What am I doing wrong? I'm open to suggestions of better ways to do this, but I'd also like to know how the Ajax should work, for future reference.
everything you show seems fine. Double check that the ajax layout is there, because if it's not there, the default layout will be used. Use firebug and log function in cake to check if things go as you plan.
A few more suggestions: why do you need to POST to 'ajax/getgrammar' then redirect it to 'films/getgrammar'? And then render ajax.ctp view? It seems redundant to me. You can make the ajax call to 'films/getgrammar', and you don't need the Router rule. You can change ajax.ctp to getgrammar.ctp, and you won't need $this->render('ajax');
this is ajax call
$(function() {
$( "#element", this ).keyup(function( event ) {
if( $(this).val().length >= 4 ) {
$.ajax({
url: '/clients/index/' + escape( $(this).val() ),
cache: false,
type: 'GET',
dataType: 'HTML',
success: function (clients) {
$('#clients').html(clients);
}
});
}
});
});
This the action called by ajax
public function index($searchterm=NULL) {
if ( $this->RequestHandler->isAjax() ) {
$clients=$this->Client->find('list', array(
'conditions'=>array('LOWER(Client.lname) LIKE \''.$searchterm.'%\''),
'limit'=>500
));
$this->set('clients', $clients);
}
}
This is a function I use to submit forms in cakephp 3.x it uses sweet alerts but that can be changed to a normal alert. It's very variable simply put an action in your controller to catch the form submission. Also the location reload will reload the data to give the user immediate feedback. That can be taken out.

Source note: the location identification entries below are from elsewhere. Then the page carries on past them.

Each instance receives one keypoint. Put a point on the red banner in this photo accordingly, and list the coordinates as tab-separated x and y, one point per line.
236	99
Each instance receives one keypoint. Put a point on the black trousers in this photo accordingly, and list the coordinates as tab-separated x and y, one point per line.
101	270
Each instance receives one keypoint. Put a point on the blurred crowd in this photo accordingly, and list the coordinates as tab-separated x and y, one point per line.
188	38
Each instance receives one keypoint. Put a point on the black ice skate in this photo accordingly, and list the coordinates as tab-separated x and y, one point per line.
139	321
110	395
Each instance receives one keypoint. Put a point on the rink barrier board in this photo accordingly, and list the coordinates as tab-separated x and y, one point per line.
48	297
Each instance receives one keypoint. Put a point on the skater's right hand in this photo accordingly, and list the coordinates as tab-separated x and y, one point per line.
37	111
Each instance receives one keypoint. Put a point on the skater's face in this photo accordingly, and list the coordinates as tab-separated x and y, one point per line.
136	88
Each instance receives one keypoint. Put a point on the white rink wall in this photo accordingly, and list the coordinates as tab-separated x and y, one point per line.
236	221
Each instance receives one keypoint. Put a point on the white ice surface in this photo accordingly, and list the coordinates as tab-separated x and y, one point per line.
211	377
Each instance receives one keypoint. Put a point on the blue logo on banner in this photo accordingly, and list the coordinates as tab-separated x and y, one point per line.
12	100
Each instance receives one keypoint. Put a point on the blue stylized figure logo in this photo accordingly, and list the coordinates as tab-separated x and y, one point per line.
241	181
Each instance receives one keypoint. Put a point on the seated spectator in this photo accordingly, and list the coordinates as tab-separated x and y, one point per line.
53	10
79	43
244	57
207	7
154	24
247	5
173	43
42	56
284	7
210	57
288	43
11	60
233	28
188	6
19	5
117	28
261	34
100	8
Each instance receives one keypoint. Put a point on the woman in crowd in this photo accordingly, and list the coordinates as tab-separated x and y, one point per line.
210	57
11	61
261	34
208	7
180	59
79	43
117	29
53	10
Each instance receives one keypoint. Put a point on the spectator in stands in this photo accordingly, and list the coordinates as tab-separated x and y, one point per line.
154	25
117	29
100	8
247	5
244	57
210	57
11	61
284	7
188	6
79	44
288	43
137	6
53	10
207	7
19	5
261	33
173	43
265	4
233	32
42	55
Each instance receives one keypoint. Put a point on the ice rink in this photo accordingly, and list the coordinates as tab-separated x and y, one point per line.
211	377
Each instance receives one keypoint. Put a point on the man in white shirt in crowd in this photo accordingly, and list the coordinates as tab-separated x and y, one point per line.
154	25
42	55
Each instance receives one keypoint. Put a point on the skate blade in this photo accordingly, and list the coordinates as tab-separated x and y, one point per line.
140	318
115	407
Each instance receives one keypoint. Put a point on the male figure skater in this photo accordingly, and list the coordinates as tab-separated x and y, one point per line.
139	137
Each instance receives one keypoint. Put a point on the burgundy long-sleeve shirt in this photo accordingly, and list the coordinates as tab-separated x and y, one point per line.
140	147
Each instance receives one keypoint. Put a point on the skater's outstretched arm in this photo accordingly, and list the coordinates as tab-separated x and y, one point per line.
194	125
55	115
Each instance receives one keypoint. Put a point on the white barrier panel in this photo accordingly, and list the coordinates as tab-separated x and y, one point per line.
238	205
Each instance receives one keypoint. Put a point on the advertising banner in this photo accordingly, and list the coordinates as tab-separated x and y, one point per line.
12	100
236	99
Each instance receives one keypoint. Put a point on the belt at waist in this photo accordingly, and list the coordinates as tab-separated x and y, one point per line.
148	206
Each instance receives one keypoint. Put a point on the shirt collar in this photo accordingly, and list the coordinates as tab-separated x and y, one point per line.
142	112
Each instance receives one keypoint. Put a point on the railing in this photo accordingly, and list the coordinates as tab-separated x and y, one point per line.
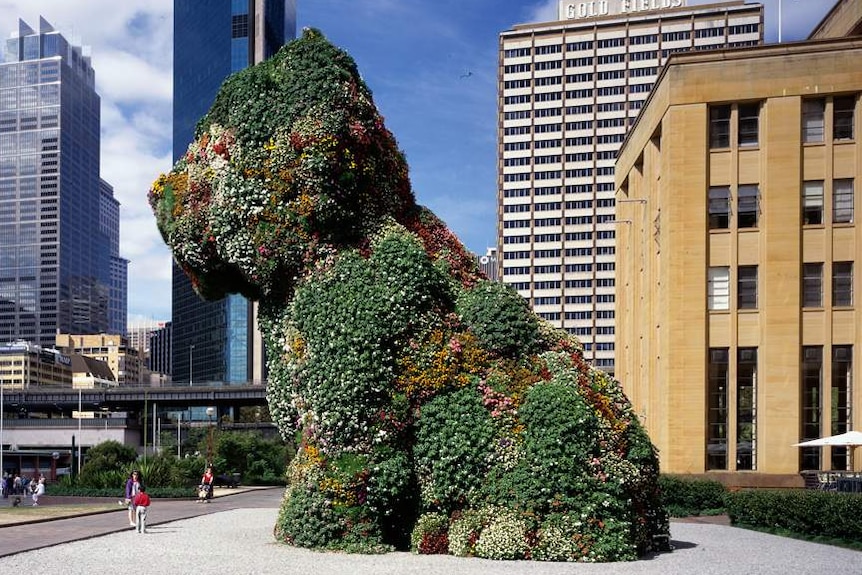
61	422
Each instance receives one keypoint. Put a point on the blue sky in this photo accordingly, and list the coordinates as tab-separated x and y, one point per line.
431	65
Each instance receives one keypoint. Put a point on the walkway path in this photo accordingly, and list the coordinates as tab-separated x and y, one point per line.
233	536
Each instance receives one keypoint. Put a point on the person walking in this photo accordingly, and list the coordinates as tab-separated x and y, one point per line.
38	491
206	487
133	486
142	505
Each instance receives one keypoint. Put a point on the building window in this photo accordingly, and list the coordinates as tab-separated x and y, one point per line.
716	441
718	288
719	127
842	284
842	117
719	208
749	115
812	202
748	207
746	408
813	112
812	376
812	285
746	296
842	201
842	368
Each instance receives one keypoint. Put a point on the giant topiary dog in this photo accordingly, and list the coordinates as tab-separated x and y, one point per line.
432	407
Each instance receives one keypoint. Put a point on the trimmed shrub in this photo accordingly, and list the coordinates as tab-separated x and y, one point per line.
806	512
683	497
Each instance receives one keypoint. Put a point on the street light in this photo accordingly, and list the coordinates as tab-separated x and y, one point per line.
191	363
210	413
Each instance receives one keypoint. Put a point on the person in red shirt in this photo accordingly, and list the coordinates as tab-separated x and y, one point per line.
206	487
142	504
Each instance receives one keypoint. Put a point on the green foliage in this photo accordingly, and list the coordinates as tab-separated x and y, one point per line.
430	535
500	318
307	520
453	445
465	529
803	512
552	475
107	456
257	460
416	393
504	537
687	496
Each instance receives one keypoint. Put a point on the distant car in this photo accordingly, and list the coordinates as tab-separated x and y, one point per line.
226	480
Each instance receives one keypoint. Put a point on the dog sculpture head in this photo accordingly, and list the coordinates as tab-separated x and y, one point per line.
292	159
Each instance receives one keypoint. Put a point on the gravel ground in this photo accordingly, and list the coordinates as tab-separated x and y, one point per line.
240	542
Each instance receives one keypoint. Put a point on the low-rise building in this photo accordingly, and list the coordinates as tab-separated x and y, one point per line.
738	314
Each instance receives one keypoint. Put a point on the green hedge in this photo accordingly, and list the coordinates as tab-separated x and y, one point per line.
685	497
804	512
66	490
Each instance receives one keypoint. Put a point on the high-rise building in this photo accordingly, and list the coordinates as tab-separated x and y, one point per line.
55	266
217	341
109	227
738	277
568	92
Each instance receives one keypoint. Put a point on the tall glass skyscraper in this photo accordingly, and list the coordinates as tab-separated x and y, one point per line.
217	341
55	265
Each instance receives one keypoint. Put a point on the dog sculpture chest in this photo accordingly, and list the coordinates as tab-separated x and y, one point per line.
431	407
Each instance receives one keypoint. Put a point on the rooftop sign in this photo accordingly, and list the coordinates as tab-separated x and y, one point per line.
591	9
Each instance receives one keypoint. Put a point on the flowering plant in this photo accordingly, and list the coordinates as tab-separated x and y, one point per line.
432	408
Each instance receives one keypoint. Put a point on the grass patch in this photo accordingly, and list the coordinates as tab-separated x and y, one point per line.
26	512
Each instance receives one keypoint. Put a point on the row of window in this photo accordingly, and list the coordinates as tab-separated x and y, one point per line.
748	204
839	109
572	94
569	268
556	190
811	291
639	39
556	252
732	405
550	238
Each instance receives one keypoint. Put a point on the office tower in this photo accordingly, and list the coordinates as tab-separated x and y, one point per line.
109	227
160	351
55	270
569	90
738	309
217	341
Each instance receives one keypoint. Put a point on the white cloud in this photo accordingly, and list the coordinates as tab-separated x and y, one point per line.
547	11
131	45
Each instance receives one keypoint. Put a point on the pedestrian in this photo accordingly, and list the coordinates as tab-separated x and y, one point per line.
38	491
133	486
205	491
142	504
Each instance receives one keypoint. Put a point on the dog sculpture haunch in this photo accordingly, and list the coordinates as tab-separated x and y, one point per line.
431	407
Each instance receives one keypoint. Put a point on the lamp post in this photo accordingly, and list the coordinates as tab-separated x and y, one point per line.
191	363
210	413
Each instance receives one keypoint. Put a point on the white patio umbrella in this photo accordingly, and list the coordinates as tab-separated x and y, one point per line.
850	439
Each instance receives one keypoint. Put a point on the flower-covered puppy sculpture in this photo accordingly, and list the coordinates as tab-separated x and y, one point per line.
431	408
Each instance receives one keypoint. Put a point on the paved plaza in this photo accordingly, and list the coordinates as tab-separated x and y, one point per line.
233	536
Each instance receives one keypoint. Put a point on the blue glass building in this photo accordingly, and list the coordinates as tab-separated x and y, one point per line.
217	341
55	264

$('#myForm').submit(function(e) {
// Catch form submit
e.preventDefault();
$form = $(this);
// console.log($form);
// Get form data
$form_data = $form.serialize();
$form_action = $form.attr('action') + '.json';
// Do ajax post to cake add function instead
$.ajax({
type : "PUT",
url : $form_action,
data : $form_data,
success: function(data) {
swal({
title: "Updated!",
text: "Your entity was updated successfully",
type: "success"
},
function(){
location.reload(true);
});
}
});
});